[systemd-devel] systemd 210 - mount/umount/remount
Mantas Mikulėnas
grawity at gmail.com
Fri Oct 14 10:49:01 UTC 2016
On Fri, Oct 14, 2016 at 1:06 PM, Michael Hirmke <camping at mike.franken.de>
wrote:
> Hi *,
>
> I've read the man pages and some more documentation about the mount
> behaviour of systemd, but I couldn't find a definitive answer to my
> questions.
> I have a backup script, that copies all files to backup to a hard disk
> partition, then duplicates the partition to one on a second disk, which
> in turn is changed every day. Before duplicating, the script tries to
> umount the partition on the original disk, does an fsck and then mounts
> the partition read only.

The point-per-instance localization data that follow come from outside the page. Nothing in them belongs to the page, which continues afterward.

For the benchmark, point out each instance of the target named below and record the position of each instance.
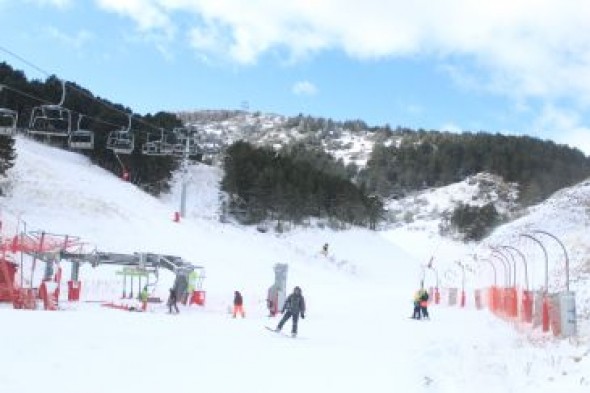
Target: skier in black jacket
(293, 307)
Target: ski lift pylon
(121, 141)
(51, 119)
(8, 121)
(80, 138)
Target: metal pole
(510, 269)
(546, 258)
(567, 261)
(184, 170)
(526, 270)
(506, 279)
(494, 269)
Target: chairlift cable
(111, 107)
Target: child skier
(293, 307)
(238, 304)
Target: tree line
(289, 186)
(432, 159)
(100, 116)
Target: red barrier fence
(555, 312)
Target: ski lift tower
(277, 292)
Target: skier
(172, 301)
(424, 303)
(238, 304)
(417, 295)
(143, 296)
(293, 307)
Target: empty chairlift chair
(160, 147)
(121, 141)
(81, 139)
(8, 121)
(51, 120)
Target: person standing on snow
(238, 304)
(325, 250)
(424, 303)
(143, 296)
(293, 307)
(172, 301)
(416, 314)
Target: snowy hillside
(356, 335)
(222, 128)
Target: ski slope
(356, 336)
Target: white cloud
(75, 41)
(54, 3)
(304, 88)
(150, 16)
(528, 48)
(451, 127)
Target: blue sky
(453, 65)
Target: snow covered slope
(356, 335)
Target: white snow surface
(356, 336)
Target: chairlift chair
(156, 147)
(50, 120)
(8, 121)
(120, 142)
(81, 139)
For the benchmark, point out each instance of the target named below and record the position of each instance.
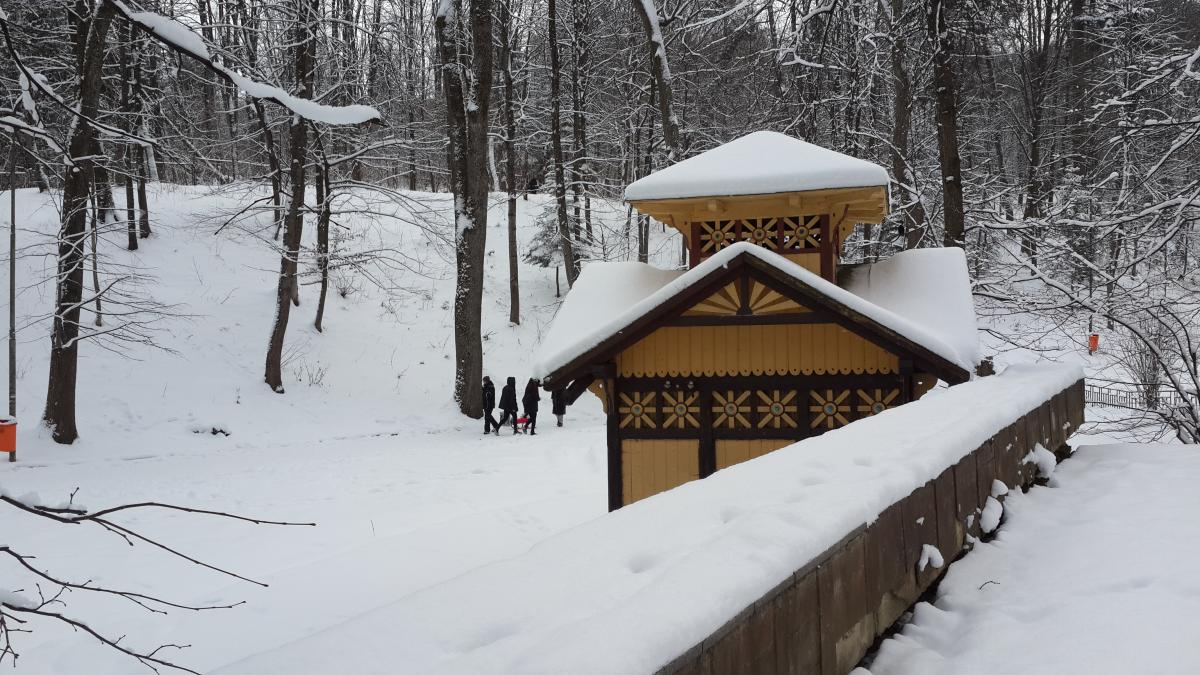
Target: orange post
(9, 436)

When duplicating is finished, the original
> partition is remounted read write again.
> The script uses the "ancient" mount and umount commands, but once in a
> while, systemd takes over and remounts the disk, before fsck has been
> finished.
> So my questions are:
>
> 1. How can I prevent systemd from mounting a manually unmounted
> partition? The partiton should be mounted automatically during system
> start, though.
>
First, see if you can figure out *why* systemd mounted it.
systemd shouldn't generally start any unit on a whim – if the corresponding
.mount was started, then it likely was either by request, or as a
dependency of some program, or via autofs (if you use systemd.automount).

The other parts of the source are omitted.